J’ai compris que ce n’était plus une question théorique, mais une question d’analyse. Je ne voulais pas que la psychanalyse ait du sens parce que j’avais honte : honte d’adhérer à quelque chose que j’avais critiqué pendant des années, honte de revoir mes certitudes. Ma curiosité, pourtant, était plus forte. Mon analyste m’a suggéré de commencer par Nasio et c’est ce que j’ai fait. J’ai participé à quelques groupes avec des lectures plus critiques, y compris marxistes, et tout a commencé à se mettre en place. De la même manière que le marxisme m’apportait une grande satisfaction pour comprendre le monde du Capital, de l’exploitation humaine et des possibilités de transformation, la psychanalyse m’en a apporté une autre : accéder à une partie du monde interne, de la répétition, du langage. À mesure que je comprenais davantage la psychanalyse, je comprenais aussi — au-delà de mes analysants — mon propre processus. Je dévorais les textes jour après jour, parfois saisie par l’angoisse de savoir sur moi-même. Cette angoisse, je l’ai élaborée dans le travail délicat d’analyse que mon analyste conduisait, dans ce que j’ai appris à voir comme le fait de coudre un tissu avec des mots. Non pas la couture précipitée des usines, mais une couture artisanale, faite sans urgence, dont la valeur ne réside pas seulement dans la fonction de s’habiller, mais dans la beauté même de l’acte de coudre.

Aujourd’hui, au seuil d’un nouveau changement — cette fois, vers la France —, je remarque que je reste encore un peu déboussolée. Mais je ne vois plus cela comme un problème. Perdre la boussole est parfois la seule manière de se laisser guider par une autre logique, plus subtile que celle des routes toutes tracées : la logique du désir. C’est en lui que je retrouve mon orientation, même lorsque je me permets de me tromper de chemin. Un deuxième livre a fait une différence pour moi, en ce sens : « Psychanalyse afora : parcours et clinique de psychanalystes brésiliens à l’étranger », dirigé par Eliana Betancourt et Mariana Anconi. Je me souviens d’avoir apporté cette question à mon superviseur de l’époque, qui m’a dit qu’appartenir est, au fond, une illusion. Et si nous pensons comprendre quelqu’un simplement parce que nous partageons la même langue, nous sommes également dans l’illusion. Lacan nous en avait déjà avertis. J’ai commencé à recevoir des patients en français avant même de déménager et j’ai trouvé une satisfaction dans l’ouverture de sens du jeu des signifiants dans une autre langue.
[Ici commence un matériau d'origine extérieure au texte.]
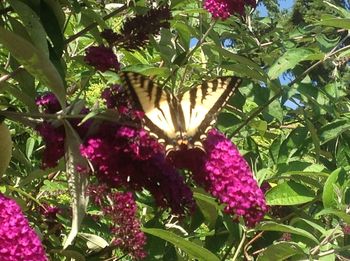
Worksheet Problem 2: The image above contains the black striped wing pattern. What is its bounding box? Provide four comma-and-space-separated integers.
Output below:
120, 72, 242, 152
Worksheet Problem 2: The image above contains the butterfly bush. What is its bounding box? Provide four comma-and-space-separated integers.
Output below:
204, 0, 257, 19
0, 194, 47, 261
36, 85, 267, 227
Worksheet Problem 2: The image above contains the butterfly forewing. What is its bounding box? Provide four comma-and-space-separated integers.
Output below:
120, 72, 177, 142
181, 77, 242, 140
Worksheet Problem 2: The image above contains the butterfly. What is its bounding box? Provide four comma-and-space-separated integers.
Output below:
120, 71, 242, 153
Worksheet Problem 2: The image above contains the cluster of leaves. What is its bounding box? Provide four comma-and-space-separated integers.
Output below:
0, 0, 349, 260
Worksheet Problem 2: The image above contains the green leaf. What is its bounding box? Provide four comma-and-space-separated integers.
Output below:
319, 118, 350, 145
322, 168, 346, 209
0, 27, 66, 107
8, 0, 49, 57
3, 84, 37, 112
265, 180, 315, 206
43, 0, 66, 29
268, 48, 324, 79
25, 137, 35, 160
63, 121, 89, 248
193, 191, 219, 228
318, 18, 350, 29
257, 242, 305, 261
256, 222, 319, 243
249, 120, 268, 135
122, 65, 171, 77
305, 118, 321, 161
79, 233, 109, 251
143, 228, 220, 261
50, 250, 85, 261
20, 164, 62, 186
316, 209, 350, 224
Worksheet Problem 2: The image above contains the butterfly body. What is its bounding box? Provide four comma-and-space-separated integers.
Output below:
120, 72, 241, 153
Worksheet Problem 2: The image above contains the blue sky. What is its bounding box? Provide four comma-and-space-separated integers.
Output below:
258, 0, 295, 17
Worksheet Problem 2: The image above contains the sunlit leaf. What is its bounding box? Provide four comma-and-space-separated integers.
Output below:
265, 181, 315, 205
0, 27, 66, 107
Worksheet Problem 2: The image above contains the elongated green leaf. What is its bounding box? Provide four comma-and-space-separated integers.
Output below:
4, 84, 37, 112
318, 18, 350, 29
256, 222, 319, 243
193, 191, 219, 228
8, 0, 49, 57
257, 242, 305, 261
268, 48, 324, 79
43, 0, 66, 29
305, 118, 321, 161
63, 121, 89, 248
265, 181, 315, 205
50, 250, 85, 261
316, 209, 350, 224
291, 218, 327, 235
79, 233, 109, 250
322, 168, 346, 209
0, 27, 66, 107
143, 228, 220, 261
319, 119, 350, 144
25, 137, 35, 160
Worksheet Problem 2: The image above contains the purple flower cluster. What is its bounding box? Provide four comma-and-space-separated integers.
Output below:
36, 122, 65, 169
35, 93, 90, 169
101, 6, 171, 51
204, 0, 256, 19
35, 92, 61, 113
89, 186, 147, 259
101, 84, 144, 120
171, 129, 267, 227
200, 129, 267, 227
0, 194, 47, 261
84, 45, 120, 72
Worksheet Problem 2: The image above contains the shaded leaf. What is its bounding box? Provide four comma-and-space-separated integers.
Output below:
257, 242, 305, 261
256, 222, 319, 243
63, 121, 89, 248
143, 228, 220, 261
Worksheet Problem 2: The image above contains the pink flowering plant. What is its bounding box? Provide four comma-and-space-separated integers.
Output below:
0, 1, 349, 260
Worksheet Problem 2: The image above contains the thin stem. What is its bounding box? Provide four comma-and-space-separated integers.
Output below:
243, 231, 264, 260
231, 229, 247, 260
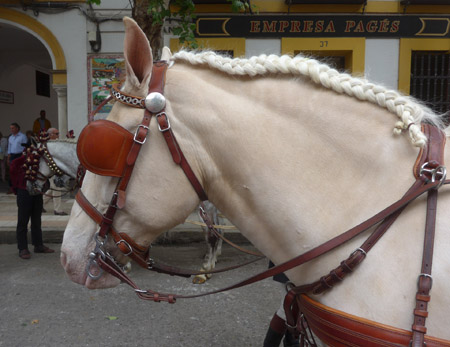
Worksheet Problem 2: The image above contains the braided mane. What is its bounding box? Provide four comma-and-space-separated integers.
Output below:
172, 50, 444, 148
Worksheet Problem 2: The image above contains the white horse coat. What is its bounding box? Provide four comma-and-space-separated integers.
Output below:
61, 17, 450, 341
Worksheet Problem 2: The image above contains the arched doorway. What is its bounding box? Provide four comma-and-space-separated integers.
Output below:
0, 9, 67, 137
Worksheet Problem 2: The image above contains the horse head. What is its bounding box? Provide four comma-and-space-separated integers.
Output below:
26, 140, 78, 195
61, 17, 202, 289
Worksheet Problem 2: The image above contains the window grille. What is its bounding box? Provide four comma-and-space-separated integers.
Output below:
410, 51, 450, 121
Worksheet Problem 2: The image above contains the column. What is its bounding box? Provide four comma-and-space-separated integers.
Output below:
52, 84, 68, 136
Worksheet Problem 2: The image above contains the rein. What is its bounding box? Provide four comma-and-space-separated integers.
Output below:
76, 63, 449, 345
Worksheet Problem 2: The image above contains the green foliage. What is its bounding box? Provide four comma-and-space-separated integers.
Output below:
227, 0, 257, 13
89, 0, 255, 50
147, 0, 197, 49
228, 0, 246, 12
147, 0, 253, 49
148, 0, 171, 25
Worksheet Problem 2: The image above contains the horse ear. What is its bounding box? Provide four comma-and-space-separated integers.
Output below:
123, 17, 153, 88
161, 47, 172, 61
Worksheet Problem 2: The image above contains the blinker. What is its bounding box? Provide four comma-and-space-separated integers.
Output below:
77, 120, 134, 177
145, 92, 166, 113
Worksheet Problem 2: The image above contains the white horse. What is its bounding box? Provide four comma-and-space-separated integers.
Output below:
61, 17, 450, 344
26, 139, 79, 195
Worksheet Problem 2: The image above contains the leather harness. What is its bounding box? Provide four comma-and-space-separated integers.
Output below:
75, 62, 450, 346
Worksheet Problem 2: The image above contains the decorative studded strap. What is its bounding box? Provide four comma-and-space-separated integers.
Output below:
111, 84, 146, 108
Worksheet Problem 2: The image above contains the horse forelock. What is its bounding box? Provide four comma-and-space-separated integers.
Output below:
171, 50, 445, 148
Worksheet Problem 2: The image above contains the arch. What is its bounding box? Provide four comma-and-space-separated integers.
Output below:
0, 8, 67, 84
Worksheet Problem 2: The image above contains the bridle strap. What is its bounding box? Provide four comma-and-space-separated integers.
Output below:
94, 178, 446, 303
411, 124, 446, 346
76, 190, 148, 255
96, 63, 169, 239
88, 95, 112, 123
155, 114, 208, 201
80, 62, 261, 278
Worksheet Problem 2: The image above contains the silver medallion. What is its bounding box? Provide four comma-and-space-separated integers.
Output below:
145, 92, 166, 113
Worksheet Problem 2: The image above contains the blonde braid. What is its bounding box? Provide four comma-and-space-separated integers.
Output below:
172, 50, 443, 147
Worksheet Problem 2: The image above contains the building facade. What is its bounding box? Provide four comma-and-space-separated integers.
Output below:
0, 0, 449, 138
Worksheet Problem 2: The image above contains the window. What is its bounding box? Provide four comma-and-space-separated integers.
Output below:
282, 37, 365, 74
410, 51, 450, 116
36, 70, 50, 97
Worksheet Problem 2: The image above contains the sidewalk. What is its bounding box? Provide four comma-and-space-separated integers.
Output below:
0, 181, 247, 245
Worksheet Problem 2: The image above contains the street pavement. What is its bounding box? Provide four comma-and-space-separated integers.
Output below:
0, 243, 281, 347
0, 182, 282, 347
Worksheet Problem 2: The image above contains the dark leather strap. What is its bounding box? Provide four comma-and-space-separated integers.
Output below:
290, 180, 422, 297
411, 124, 445, 346
156, 114, 208, 201
414, 124, 446, 179
88, 95, 112, 123
411, 188, 437, 346
90, 178, 446, 303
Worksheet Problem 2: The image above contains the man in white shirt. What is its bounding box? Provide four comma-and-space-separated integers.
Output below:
7, 123, 27, 194
7, 122, 27, 163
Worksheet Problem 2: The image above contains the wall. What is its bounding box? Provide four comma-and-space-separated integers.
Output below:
35, 10, 88, 135
0, 64, 58, 135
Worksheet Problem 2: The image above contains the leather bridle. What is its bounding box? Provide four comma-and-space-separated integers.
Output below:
78, 62, 262, 285
75, 61, 449, 345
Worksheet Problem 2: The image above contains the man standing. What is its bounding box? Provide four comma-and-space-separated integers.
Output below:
32, 110, 51, 135
7, 123, 27, 194
43, 128, 68, 215
10, 147, 54, 259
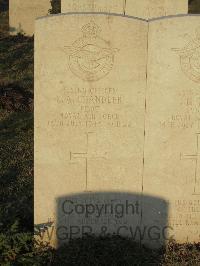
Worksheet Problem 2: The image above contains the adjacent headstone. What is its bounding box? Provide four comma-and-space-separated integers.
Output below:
144, 15, 200, 244
9, 0, 51, 36
35, 13, 200, 247
126, 0, 188, 19
61, 0, 188, 19
61, 0, 126, 14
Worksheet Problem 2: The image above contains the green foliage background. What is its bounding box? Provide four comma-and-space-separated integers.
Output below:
0, 0, 200, 265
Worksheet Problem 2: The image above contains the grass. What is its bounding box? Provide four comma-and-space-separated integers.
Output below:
45, 237, 200, 266
0, 11, 8, 36
0, 1, 200, 265
0, 28, 33, 90
1, 234, 200, 265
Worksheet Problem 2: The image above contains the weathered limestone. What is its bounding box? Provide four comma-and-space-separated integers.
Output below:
144, 15, 200, 244
35, 14, 150, 246
34, 13, 200, 247
61, 0, 188, 19
126, 0, 188, 19
61, 0, 125, 14
9, 0, 51, 36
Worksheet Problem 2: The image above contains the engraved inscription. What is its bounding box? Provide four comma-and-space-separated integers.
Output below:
147, 0, 166, 18
64, 0, 123, 13
48, 86, 131, 129
169, 200, 200, 237
159, 90, 200, 130
65, 21, 119, 81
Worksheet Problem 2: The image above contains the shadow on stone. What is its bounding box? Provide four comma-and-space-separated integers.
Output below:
46, 191, 171, 264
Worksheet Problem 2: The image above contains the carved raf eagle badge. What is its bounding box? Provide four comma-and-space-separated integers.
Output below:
173, 27, 200, 83
65, 21, 119, 82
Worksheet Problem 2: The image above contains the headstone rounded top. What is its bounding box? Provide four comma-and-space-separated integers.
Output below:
61, 0, 188, 19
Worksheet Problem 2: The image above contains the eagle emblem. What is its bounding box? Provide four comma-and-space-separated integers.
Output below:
173, 27, 200, 83
65, 21, 119, 82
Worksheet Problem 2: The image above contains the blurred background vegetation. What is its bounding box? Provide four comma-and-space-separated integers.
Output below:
0, 0, 200, 265
189, 0, 200, 13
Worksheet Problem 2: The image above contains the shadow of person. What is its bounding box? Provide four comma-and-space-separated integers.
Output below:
35, 191, 173, 264
52, 234, 165, 265
56, 192, 172, 248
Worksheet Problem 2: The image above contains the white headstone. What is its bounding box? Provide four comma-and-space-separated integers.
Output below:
144, 15, 200, 244
35, 13, 151, 246
9, 0, 51, 36
126, 0, 188, 19
61, 0, 188, 19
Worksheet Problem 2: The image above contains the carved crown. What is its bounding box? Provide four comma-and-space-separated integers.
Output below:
82, 21, 101, 37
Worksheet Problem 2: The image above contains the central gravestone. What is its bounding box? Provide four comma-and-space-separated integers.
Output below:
35, 14, 162, 247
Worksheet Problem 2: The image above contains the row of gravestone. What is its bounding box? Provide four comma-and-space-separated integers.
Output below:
19, 0, 200, 249
10, 0, 188, 35
35, 14, 200, 248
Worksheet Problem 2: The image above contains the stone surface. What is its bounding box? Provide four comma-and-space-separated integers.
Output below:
35, 13, 151, 246
35, 13, 200, 247
61, 0, 188, 19
126, 0, 188, 19
61, 0, 125, 14
144, 15, 200, 244
9, 0, 51, 36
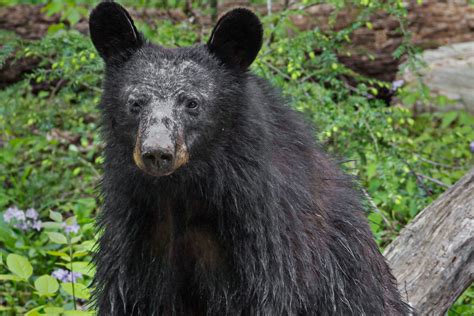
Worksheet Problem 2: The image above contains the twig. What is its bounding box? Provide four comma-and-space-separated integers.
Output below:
80, 82, 102, 93
260, 59, 292, 81
391, 144, 432, 196
77, 155, 101, 178
415, 154, 464, 170
49, 78, 66, 101
363, 118, 380, 156
416, 173, 450, 189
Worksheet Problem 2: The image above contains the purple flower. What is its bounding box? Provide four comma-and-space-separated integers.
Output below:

TPeut-être est-ce là l’utilité d’être — et d’écrire — déboussolée (mais pas tant que ça) : permettre à d’autres de s’autoriser eux aussi à se perdre, à se désorienter de temps en temps. La boussole n’indique pas toujours l’endroit où nous devons aller ; parfois, il faut la lâcher pour écouter ce qui nous met en mouvement. Si mon histoire a une fonction pour le lecteur, que ce soit celle-ci : rappeler que le travail analytique ne consiste pas à accumuler des certitudes, mais à traverser des impasses et à réinventer le parcours. Après tout, c’est précisément en disant « tout sauf Freud » que j’ai commencé, sans le savoir, à tracer le chemin qui m’a menée (de retour ?) vers la psychanalyse.